For years, health care activists pushing for adoption of a single-payer national health insurance plan as a means of reining in costs have used as a major argument: “The United States is the only industrial nation in the world without such coverage.”
Cape Cod business people are being reminded of this truth the hard way.
Several months ago, the Cape Cod Chamber of Commerce, with funding support from Cape Cod Healthcare, announced a new program to provide short-term health insurance for those foreign workers who throng to the Cape during the busy summer months. The project concentrated on Provincetown, but is available throughout the Cape.
The first marketing push to persuade the workers to sign on has not been a total success. According to Wendy Northcross, CEO of the Cape Cod Chamber, which is managing the program, “Foreign workers who have automatic health care coverage from their governments at home can’t seem to understand why they need to buy insurance in this country.”
Since they can’t change the laws, the Chamber and its two partner insurance companies—SITE USA of Florida and International Medical Group of Indiana—have followed an old American maxim, “If you can’t raise the bridge, lower the river.”

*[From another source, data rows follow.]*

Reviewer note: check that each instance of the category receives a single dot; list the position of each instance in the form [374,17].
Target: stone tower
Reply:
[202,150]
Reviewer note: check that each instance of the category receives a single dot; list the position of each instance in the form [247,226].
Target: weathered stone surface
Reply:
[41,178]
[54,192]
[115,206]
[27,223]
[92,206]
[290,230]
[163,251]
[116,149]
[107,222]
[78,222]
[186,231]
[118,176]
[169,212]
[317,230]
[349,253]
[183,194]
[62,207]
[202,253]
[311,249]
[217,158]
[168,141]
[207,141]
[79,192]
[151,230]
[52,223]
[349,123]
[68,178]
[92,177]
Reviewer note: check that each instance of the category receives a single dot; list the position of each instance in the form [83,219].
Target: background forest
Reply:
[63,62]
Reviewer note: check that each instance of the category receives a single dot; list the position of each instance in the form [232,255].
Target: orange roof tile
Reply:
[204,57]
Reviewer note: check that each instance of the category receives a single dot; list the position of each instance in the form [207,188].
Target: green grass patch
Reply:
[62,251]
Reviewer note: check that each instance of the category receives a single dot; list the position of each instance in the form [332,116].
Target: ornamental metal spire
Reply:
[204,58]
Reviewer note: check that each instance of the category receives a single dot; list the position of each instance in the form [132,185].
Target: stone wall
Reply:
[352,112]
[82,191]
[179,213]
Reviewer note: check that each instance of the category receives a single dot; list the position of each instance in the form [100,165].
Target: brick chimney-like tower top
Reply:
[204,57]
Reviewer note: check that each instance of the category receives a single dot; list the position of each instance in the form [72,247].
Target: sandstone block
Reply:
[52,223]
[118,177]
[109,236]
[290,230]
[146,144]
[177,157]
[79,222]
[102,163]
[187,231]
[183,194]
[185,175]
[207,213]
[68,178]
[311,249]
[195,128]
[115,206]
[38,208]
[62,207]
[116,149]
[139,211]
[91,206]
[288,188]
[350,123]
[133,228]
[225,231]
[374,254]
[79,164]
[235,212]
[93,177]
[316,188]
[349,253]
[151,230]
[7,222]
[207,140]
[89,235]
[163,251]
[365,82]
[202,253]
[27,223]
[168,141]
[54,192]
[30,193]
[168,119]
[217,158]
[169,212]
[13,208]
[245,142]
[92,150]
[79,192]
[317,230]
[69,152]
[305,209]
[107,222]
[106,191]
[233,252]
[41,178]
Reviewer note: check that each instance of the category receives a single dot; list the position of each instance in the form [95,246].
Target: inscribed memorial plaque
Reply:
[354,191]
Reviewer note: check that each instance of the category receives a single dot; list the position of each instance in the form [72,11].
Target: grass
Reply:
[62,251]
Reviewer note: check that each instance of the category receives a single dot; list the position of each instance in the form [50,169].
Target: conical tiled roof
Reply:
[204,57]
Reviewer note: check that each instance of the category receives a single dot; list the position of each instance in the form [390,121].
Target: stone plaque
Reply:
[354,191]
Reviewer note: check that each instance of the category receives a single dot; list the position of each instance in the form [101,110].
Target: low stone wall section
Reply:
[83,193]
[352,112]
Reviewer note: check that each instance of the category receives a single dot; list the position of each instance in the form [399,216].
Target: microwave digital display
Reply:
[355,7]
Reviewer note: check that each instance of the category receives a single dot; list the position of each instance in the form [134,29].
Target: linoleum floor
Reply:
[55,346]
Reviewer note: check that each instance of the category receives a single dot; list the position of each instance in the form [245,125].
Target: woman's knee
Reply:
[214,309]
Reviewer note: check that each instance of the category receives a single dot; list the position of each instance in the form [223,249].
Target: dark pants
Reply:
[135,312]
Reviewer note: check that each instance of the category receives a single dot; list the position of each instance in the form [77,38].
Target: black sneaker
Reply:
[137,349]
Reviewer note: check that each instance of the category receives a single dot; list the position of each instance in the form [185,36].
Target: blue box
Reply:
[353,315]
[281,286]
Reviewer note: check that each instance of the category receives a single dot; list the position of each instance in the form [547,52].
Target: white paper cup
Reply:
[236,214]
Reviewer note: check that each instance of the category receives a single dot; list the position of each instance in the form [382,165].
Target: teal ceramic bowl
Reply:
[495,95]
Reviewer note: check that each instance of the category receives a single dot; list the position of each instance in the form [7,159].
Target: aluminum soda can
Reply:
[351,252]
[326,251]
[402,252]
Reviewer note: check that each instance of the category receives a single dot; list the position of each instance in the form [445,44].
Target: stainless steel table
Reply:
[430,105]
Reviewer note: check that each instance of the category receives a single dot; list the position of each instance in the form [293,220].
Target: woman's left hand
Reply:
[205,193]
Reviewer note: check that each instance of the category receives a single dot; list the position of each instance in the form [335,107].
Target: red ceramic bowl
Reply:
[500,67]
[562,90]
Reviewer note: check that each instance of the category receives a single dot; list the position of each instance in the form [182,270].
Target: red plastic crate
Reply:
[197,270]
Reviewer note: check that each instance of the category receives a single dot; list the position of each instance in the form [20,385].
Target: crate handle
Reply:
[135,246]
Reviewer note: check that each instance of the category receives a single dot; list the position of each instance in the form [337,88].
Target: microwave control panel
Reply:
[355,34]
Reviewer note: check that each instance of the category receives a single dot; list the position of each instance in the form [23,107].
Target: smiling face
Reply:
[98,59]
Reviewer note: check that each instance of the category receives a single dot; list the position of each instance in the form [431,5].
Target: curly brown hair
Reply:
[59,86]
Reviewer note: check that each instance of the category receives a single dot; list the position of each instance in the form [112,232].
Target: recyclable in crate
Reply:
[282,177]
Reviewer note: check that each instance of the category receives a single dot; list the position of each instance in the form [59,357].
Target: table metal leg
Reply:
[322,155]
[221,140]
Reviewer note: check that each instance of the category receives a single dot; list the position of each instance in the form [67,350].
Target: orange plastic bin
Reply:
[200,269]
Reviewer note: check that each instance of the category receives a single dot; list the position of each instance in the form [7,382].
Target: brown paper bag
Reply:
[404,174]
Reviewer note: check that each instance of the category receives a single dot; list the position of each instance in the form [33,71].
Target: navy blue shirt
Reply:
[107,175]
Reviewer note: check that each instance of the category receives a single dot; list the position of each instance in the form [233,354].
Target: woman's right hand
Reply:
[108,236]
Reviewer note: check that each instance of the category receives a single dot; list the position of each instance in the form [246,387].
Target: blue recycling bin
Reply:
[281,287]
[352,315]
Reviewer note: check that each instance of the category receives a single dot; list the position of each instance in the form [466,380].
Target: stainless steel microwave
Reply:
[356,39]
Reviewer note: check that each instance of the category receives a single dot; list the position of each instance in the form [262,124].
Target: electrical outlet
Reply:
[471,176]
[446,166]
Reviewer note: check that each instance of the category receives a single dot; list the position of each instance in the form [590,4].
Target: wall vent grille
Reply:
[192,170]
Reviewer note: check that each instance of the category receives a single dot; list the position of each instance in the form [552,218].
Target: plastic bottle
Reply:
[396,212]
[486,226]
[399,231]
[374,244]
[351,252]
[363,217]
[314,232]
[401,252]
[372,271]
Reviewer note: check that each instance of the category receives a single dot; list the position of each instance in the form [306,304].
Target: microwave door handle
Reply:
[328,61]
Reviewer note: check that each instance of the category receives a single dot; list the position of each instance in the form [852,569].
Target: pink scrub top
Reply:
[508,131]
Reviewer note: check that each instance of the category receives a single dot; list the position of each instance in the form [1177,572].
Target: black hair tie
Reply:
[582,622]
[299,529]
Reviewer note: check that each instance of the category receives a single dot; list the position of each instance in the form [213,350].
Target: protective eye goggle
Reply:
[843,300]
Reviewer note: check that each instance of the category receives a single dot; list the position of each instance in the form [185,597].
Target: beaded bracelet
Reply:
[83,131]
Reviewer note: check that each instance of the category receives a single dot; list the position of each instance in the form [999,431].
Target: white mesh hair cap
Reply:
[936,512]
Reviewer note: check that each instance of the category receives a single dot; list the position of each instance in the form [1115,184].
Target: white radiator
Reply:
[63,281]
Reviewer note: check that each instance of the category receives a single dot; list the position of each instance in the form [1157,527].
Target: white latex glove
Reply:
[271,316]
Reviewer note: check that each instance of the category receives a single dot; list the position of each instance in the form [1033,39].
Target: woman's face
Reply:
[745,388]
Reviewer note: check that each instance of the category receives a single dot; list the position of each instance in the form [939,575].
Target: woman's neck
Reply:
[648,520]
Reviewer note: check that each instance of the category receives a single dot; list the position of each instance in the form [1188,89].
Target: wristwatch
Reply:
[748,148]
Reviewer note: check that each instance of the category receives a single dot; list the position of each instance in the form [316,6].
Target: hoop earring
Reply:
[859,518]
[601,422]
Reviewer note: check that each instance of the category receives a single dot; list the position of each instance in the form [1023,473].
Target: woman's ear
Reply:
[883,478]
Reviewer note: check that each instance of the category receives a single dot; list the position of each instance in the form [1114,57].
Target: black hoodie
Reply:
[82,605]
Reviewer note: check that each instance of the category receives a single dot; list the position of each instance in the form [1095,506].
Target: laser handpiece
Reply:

In other words, they’ve changed their marketing approach.
This new pitch is to convince local business owners to purchase this insurance for their employees and make it part of the compensation package.
According to Axel Baumann, Director of Business Administration for SITE USA, “The problem is that people from Jamaica and Eastern Europe are not quite used to having (to buy) health insurance, so we’re trying to reach out to employers to take care of their workers while they’re in this country.”
Mr. Baumann said there are three ways employers can approach this insurance problem:
They can deduct the premiums from the worker’s salary, they can offer to share the cost…or they can tell them to enroll themselves as a condition of employment.
It’s in the employers’ best interest to see that workers are covered, Mr. Baumann pointed out. “The Cape expects about 8,000 seasonal workers this year,” he predicted, “Even though these are mostly young people who think nothing will happen to them, there will be claims. And it’s not good for employers, or anyone, if a few hundred get ill.”
Not good for Cape Cod Healthcare, either, because there is no residence exception to its obligation to treat everyone who shows up needing care regardless of ability to pay even though the state now says it will not reimburse hospitals for treating non-residents from the free care pool.
The price of the policy is relatively low, too. Usually as little as $1.30 a day, according to Ms. Northcross.